Curve Not to Code? Paralyzed Jogger Trying for Change

Local News

A paralyzed Evansville man struggling in rehab is hoping to keep someone else from suffering the same fate.

We’re learning more about Conrad DeJesus – the man hit by an alleged drunk driver while jogging on the Greenway in downtown Evansville in April.

DeJesus’ laywer, George Barnett, says the curve where Fulton Avenue meets Riverside Drive is dangerous and doesn’t meet code.

A lawsuit against the city may force a change.

“It’s going to cost millions of dollars to take care of him, try to rehab him,” Barnett says. “It’s very slow progress.”

A traffic study shows 7,200 cars fly by every day just feet from the same curb where DeJesus was hit by Travis Cox, allegedly driving drunk.

DeJesus is paralyzed from the neck down and can no longer speak. But through his months of rehab, the curve hasn’t been made any safer.

Barnett hired Ellen Mullen from Crane Environmental Services to perform a traffic study on the curve, and she says she found problems.

A bus stop bench sits just 2 feet from the road, which is about 2 feet too close.

It’s within an area called the “shy line,” an area on the edge of roads where an object won’t be perceived as an obstacle, forcing the driver to swerve.

“We happen to have some light posts, some trees, bus stop bench,” Mullen says.

Extra room may not have protected DeJesus, but Mullen believes it could prevent another accident.

Mullen says industry standards show there should be at least 20 feet of “clear zone” off the road. Space for drivers to correct themselves if they jump the curb.

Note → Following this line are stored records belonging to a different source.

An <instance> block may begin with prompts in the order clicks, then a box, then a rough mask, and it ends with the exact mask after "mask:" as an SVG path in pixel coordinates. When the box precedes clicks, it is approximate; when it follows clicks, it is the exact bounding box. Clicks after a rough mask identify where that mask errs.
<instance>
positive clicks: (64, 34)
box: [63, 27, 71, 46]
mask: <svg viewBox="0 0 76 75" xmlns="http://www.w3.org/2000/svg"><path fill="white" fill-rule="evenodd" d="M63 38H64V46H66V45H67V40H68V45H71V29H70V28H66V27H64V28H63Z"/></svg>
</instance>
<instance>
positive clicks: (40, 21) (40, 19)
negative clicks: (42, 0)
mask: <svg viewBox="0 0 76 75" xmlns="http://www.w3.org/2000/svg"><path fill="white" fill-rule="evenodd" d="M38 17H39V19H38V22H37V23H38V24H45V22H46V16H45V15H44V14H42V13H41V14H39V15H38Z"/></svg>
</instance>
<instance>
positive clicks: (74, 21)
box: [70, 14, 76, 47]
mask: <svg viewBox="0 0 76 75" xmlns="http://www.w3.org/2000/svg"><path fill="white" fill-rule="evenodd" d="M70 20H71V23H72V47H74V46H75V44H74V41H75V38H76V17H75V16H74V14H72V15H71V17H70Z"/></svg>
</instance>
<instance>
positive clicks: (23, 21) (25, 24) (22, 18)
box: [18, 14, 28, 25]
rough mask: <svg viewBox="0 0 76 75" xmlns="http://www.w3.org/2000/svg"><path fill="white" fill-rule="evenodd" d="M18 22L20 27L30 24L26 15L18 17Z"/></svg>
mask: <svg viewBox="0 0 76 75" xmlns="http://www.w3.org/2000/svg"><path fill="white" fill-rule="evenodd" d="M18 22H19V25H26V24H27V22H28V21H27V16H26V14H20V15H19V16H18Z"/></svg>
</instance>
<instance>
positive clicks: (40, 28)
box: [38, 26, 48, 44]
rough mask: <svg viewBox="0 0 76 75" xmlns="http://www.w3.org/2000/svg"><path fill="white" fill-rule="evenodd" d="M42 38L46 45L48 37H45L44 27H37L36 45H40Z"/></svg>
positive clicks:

But the Greenway is just 6 feet away.

“This is something that needs to be changed before somebody else suffers a similar tragedy or death,” says Barnett.

Under a legal notice issued to the city in June, Barnett has two weeks to file a lawsuit. But Barnett hopes to reach a settlement outside of court.

Eyewitness News was unable to reach the city today, but in previous attempts for comment we were told they cannot discuss ongoing litigation.

State law allows a maximum of $700,000 in damages.

More than money, the family hopes to make this curve safer by moving the Greenway or installing a guardrail.

“They’re so concerned that somebody else could undergo the same tragedy,” Barnett says, “They’re anxious to have something done.”

Travis Cox faces three felony counts. His trial is set for November 30.